Three weeks passed since the previous article. Here are the answers to the previous three questions:
Q1: The original paper of CLIP uses L2 normalization on multimodal embeddings. But in my test, the model will not converge with it.
Answer 1: The reason the model didn’t converge is that the learning rate is too large. After reducing the learning rate a bit and adding the L2 normalization, the model could get above 80% validation accuracy. The L2 normalization essentially projects embeddings to a high-dimensional sphere with a one-unit radius, which by intuitive could regularize the model.
Q2: Adding the learnable temperature parameter will cause a training error, which requires a “retain_graph=True” argument for “backward()”
Answer 2: If I use the code
def __init__(self): self.logit_scale = nn.Parameter(torch.ones([]) * np.log(1 / 0.07)).exp() def forward(self): ... logits_per_image = self.logit_scale * img_embds @ txt_embds.T
it will report the error
Traceback (most recent call last): File "/home/robin/code/try_multimodal/train.py", line 196, in <module> trainer.train(args) File "/home/robin/code/try_multimodal/train.py", line 149, in train train_result = self.train_loop(cmodel, optimizer) File "/home/robin/code/try_multimodal/train.py", line 81, in train_loop self.scaler.scale(loss).backward() File "/home/robin/miniconda3/envs/nanoGPT/lib/python3.10/site-packages/torch/_tensor.py", line 522, in backward torch.autograd.backward( File "/home/robin/miniconda3/envs/nanoGPT/lib/python3.10/site-packages/torch/autograd/__init__.py", line 266, in backward Variable._execution_engine.run_backward( # Calls into the C++ engine to run the backward pass RuntimeError: Trying to backward through the graph a second time (or directly access saved tensors after they have already been freed). Saved intermediate values of the graph are freed when you call .backward() or autograd.grad(). Specify retain_graph=True if you need to backward through the graph a second time or if you need to access saved tensors after calling backward.

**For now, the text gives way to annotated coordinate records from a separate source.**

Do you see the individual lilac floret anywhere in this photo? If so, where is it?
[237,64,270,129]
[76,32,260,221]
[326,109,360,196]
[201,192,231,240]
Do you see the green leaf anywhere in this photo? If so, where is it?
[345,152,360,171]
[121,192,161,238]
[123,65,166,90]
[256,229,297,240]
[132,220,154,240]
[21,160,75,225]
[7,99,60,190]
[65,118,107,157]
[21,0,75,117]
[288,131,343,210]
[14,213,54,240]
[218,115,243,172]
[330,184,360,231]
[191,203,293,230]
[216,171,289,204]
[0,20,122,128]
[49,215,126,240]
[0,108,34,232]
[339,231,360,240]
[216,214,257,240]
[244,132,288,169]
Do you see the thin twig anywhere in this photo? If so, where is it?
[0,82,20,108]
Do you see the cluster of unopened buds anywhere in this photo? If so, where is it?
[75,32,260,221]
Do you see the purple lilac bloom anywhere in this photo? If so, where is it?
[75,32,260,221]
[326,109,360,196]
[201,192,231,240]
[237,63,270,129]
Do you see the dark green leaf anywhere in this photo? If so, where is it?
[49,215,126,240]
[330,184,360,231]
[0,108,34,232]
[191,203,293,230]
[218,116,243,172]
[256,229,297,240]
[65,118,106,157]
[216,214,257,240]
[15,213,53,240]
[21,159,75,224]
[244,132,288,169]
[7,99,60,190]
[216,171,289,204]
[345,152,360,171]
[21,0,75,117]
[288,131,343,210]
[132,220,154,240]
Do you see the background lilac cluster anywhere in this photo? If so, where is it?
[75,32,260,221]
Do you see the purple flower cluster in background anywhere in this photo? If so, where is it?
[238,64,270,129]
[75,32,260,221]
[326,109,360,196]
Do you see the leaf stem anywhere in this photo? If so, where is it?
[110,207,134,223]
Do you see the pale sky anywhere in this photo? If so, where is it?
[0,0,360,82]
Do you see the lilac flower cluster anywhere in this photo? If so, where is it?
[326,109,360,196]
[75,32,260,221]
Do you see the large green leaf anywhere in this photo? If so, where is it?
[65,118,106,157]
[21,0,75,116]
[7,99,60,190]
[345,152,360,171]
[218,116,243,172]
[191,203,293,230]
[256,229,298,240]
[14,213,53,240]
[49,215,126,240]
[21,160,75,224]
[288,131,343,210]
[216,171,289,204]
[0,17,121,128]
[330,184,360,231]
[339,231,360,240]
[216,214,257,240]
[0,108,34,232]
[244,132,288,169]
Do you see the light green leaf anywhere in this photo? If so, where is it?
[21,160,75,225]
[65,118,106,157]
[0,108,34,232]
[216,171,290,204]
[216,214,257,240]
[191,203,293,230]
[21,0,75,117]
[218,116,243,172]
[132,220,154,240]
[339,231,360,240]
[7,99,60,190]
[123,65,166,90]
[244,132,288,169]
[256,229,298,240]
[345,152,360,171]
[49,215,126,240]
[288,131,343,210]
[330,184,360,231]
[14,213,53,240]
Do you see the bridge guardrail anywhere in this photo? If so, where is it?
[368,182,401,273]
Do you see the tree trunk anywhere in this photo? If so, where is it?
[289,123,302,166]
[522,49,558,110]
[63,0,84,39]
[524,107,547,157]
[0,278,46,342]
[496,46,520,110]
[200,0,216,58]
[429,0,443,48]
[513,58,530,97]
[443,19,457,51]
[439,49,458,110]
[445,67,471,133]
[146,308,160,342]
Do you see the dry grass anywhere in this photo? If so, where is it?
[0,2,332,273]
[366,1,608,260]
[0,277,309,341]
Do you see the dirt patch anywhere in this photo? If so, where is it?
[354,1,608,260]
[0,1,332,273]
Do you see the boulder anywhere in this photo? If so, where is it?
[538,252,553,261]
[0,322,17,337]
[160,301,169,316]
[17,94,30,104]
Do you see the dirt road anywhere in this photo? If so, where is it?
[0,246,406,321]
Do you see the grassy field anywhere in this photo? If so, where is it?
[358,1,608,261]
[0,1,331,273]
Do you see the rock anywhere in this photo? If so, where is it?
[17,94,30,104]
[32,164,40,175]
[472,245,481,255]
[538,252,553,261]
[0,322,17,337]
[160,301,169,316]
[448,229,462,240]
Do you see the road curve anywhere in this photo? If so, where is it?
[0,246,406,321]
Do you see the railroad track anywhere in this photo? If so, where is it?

But if I moved the “exp()” to “forward()”:
def __init__(self): self.logit_scale = nn.Parameter(torch.ones([]) * np.log(1 / 0.07)) def forward(self): ... logits_per_image = self.logit_scale.exp() * img_embds @ txt_embds.T
It works well. The reason is that “exp()” would bring the gradient to “logit_scale” so we’d better to let it in “forward()” to avoid graph edge duplication.
Q3: When using “torch.compile()”, it will report a Triton error after the first epoch
Answer 3: Seems the “torch.compile()” needs the input batch to be fixed shape, which means you’d better not change the batch_size at the training step. To avoid this, I dropped the last batch of the dataset since the last batch usually wouldn’t have enough samples for BATCH_SIZE.
There is a new discovery for “torch.compile()”. Yesterday I was trying to compile the model (a self-implement ALBEF) but came an error:
... torch._dynamo.exc.BackendCompilerFailed: backend='inductor' raised: InvalidCxxCompiler: No working C++ compiler found in torch._inductor.config.cpp.cxx: (None, 'g++')
After tumbling in the debug document of PyTorch compiling, I finally found out that the solution is just installed “g++” on my computer…
Previously, the evaluation of 50000 val images of ImageNet1K shows that the top-5 accuracy is just 6.66%. After I added CC12M with CC3M as training dataset, the top-5 evaluation accuracy raised to 23.76%. My tiny CLIP model checkpoint is here.